РЕВЕККА. Нет. Всё на нём черно, как вороново крыло. Ничего не вижу, никаких знаков. Но, после того как я была свидетельницей его мощи и доблести в бою, мне кажется, что я узнаю и отличу его среди тысячи других воинов. Он бросается в битву, точно на весёлый пир! Не одна сила мышц управляет его ударами – кажется, будто он всю свою душу вкладывает в каждый удар, наносимый врагу. Отпусти ему, боже, грех кровопролития! Страшно смотреть, а всё-таки великолепен вид человека, способного восторжествовать над сотнями других людей!..

УИЛФРЕД. Ревекка, ты описываешь настоящего героя. Если они бездействуют, то, вероятно, лишь потому, что собираются с силами либо придумывают способ переправиться через ров. Здесь не может быть ни малодушных опасений, ни хладнокровного промедления, ни отказа от смелого предприятия, ибо чем больше препятствий и затруднений, тем больше славы впереди. Клянусь честью моего дома! Клянусь светлым именем той, которую люблю! Я отдал бы десять лет жизни – согласился бы провести их в неволе – за один день битвы с этим доблестным рыцарем и за такое же правое дело!

РЕВЕККА (покидая свое место у окна и подходя у постели Уилфреда). Увы! Такая нетерпеливая жажда деятельности, такая борьба с одолевающей тебя слабостью, непременно задержат твое выздоровление. Как ты можешь надеяться наносить раны другим людям, прежде чем заживёт твоя собственная рана?

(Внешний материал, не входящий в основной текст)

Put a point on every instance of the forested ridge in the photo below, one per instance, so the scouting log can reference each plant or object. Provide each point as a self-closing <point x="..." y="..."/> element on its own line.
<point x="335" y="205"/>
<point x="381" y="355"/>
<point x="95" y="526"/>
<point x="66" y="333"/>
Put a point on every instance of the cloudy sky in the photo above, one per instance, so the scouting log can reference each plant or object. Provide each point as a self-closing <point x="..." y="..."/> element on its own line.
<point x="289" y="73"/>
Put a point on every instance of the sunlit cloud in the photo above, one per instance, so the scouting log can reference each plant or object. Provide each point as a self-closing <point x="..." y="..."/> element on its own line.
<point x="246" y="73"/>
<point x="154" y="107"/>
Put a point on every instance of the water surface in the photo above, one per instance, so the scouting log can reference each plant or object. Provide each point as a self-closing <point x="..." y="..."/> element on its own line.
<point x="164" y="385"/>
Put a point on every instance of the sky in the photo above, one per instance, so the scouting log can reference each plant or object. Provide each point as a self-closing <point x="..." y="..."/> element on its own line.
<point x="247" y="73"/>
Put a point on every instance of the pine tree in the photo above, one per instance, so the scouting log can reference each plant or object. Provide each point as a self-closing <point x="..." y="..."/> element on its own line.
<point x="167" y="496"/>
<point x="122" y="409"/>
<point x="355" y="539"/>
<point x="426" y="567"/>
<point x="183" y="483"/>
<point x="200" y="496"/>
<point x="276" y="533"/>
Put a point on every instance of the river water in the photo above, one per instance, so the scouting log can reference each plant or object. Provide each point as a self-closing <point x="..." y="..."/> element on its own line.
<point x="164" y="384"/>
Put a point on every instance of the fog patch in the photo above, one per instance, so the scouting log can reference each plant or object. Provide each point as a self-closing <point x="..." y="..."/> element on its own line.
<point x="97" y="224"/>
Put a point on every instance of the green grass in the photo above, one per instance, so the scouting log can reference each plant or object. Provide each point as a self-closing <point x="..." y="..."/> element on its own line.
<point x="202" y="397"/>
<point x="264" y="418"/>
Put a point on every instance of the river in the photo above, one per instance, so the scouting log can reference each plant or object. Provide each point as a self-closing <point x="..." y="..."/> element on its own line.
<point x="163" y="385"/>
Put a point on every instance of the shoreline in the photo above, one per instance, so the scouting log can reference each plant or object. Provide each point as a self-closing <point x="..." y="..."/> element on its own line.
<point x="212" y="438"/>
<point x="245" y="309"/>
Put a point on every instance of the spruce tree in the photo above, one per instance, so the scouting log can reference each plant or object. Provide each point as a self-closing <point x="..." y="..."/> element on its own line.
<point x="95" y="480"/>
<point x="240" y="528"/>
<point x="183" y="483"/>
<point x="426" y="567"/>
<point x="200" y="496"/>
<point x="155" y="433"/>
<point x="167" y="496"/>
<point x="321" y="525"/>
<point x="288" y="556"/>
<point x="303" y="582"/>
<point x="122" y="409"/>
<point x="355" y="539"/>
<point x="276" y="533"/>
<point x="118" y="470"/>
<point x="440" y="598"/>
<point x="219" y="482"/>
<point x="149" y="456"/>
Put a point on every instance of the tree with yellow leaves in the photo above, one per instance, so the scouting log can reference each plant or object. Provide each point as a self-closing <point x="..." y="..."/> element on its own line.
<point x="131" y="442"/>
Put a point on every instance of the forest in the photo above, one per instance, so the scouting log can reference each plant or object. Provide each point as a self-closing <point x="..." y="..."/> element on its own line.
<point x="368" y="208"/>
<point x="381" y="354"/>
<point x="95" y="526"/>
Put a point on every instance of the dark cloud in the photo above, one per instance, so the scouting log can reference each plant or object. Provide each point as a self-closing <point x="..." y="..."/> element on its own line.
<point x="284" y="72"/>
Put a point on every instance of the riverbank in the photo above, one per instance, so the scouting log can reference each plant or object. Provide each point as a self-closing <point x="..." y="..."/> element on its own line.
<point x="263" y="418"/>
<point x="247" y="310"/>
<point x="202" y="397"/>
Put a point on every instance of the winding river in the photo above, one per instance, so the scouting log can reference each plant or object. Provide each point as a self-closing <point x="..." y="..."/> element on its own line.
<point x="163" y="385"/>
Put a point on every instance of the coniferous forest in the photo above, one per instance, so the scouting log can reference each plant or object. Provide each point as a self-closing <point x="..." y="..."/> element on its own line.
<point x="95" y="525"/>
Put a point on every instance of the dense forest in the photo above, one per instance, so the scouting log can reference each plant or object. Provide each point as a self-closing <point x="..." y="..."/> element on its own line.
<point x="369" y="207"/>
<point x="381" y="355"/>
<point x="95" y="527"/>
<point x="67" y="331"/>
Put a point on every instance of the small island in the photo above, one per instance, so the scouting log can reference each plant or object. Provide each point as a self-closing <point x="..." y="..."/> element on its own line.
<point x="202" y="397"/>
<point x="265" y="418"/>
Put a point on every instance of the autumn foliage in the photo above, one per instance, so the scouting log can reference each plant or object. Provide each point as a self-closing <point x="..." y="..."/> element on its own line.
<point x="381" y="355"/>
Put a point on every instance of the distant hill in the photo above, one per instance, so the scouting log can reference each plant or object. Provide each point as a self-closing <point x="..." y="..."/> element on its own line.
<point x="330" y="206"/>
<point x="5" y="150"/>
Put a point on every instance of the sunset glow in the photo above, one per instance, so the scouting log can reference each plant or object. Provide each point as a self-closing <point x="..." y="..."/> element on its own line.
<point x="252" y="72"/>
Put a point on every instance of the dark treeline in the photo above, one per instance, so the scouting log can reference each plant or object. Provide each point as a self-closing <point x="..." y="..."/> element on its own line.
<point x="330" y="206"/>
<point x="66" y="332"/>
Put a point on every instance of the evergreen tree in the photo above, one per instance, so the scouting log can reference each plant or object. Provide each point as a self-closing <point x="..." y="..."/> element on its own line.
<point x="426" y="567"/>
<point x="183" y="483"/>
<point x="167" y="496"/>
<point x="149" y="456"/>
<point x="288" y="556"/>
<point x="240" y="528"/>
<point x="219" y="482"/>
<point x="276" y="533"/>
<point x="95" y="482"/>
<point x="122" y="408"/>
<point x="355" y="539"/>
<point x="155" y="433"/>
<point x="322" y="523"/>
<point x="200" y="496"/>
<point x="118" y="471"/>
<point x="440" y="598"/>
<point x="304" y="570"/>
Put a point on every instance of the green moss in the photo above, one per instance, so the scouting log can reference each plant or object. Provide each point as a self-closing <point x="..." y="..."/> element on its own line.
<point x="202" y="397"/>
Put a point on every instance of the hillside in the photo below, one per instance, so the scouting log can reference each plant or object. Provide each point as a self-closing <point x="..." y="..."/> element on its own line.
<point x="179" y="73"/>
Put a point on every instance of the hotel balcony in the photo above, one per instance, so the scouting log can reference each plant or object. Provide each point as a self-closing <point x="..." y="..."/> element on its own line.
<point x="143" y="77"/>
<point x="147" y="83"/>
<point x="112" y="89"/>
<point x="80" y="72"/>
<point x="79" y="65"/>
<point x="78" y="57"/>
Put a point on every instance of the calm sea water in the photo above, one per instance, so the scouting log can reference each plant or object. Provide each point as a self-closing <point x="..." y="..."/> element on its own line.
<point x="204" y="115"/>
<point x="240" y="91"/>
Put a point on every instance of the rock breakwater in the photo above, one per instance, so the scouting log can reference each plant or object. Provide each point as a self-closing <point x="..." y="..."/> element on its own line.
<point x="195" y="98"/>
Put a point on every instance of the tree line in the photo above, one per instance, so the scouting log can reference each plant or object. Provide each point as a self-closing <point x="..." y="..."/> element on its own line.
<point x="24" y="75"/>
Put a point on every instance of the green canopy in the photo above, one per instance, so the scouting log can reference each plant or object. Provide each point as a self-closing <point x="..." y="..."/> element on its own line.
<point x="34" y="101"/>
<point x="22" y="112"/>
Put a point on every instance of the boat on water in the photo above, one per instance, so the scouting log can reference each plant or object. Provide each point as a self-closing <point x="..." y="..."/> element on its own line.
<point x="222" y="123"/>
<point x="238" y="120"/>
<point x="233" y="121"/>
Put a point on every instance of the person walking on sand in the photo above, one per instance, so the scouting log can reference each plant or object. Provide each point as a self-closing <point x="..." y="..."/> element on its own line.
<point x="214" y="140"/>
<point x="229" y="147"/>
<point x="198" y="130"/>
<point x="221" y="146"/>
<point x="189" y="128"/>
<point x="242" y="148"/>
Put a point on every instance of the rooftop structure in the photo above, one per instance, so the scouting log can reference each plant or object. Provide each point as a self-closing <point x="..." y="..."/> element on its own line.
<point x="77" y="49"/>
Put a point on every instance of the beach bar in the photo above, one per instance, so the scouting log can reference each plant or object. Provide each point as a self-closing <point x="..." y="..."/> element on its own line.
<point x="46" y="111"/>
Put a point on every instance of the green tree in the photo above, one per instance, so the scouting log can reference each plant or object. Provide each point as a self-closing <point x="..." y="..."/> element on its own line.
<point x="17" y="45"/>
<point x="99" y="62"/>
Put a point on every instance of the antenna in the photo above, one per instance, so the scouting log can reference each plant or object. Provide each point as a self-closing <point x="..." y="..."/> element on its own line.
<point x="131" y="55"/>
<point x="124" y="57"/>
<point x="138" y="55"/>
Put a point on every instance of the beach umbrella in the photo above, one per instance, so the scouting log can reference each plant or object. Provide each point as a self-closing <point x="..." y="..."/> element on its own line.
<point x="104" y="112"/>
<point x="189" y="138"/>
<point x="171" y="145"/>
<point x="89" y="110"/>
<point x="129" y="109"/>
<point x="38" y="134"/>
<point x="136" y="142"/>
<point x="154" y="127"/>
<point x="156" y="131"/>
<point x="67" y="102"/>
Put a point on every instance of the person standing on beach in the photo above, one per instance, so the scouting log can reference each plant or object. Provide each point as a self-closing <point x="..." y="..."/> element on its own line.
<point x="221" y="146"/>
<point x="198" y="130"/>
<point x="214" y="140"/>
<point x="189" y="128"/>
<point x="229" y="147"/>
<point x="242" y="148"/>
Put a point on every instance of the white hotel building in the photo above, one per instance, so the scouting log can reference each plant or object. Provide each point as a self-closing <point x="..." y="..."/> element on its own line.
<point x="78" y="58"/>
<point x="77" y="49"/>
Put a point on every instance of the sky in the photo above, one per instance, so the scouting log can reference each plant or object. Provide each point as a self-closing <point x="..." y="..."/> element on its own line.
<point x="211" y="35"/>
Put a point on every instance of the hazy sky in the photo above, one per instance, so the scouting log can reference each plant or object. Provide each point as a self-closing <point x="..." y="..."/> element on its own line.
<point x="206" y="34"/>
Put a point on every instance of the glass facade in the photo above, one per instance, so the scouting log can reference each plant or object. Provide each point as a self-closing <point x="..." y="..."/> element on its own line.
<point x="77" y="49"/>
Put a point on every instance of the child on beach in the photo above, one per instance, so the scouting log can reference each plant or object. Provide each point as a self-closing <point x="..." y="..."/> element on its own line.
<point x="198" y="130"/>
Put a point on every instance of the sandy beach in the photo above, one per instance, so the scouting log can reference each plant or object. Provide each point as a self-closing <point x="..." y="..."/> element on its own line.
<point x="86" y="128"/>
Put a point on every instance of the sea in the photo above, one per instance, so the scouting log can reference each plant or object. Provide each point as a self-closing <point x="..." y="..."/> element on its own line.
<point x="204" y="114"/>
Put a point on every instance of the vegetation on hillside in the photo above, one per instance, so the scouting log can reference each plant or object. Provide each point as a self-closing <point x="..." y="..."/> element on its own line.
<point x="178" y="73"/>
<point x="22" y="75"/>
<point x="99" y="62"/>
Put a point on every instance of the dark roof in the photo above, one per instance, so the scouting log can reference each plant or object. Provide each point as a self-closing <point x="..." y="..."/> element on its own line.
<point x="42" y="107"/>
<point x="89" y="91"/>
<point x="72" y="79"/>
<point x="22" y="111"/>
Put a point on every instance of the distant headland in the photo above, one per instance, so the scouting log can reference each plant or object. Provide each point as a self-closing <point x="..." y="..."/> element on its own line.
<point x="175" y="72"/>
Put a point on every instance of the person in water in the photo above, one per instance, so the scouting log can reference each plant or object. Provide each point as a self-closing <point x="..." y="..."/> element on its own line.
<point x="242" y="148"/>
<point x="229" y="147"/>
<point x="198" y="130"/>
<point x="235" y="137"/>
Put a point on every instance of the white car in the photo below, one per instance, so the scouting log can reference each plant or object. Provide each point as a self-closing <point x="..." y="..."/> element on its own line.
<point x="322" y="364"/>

УИЛФРЕД. Ах, Ревекка, ты не можешь себе представить, как трудно человеку, искушенному в рыцарских подвигах, оставаться в бездействии подобно какому-нибудь монаху или женщине, в то время как вокруг него другие совершают доблестный подвиги! Ведь бой – наш хлеб насущный, дым сражения — тот воздух, которым мы дышим! Мы не живём и не хотим жить иначе, как окруженные ореолом победы и славы! Таковы законы рыцарства, мы связаны клятвой, обязующей нас повиноваться им, и жертвуем ради них всем, что нам дорого в жизни.

РЕВЕККА. Увы, доблестный рыцарь, что же это, как не жертвоприношение демону тщеславия и самосожжение перед Молохом? Что останется вам в награду за всю кровь, которую вы пролили, за все труды и лишения, которые вы вынесли, за те слёзы, которые вы вызвали, смерть преломит ваши копья и опередит самого быстрого из ваших боевых коней?

УИЛФРЕД. Что останется? Как что? Слава, слава! Она позлатит наши могилы и увековечит наше имя!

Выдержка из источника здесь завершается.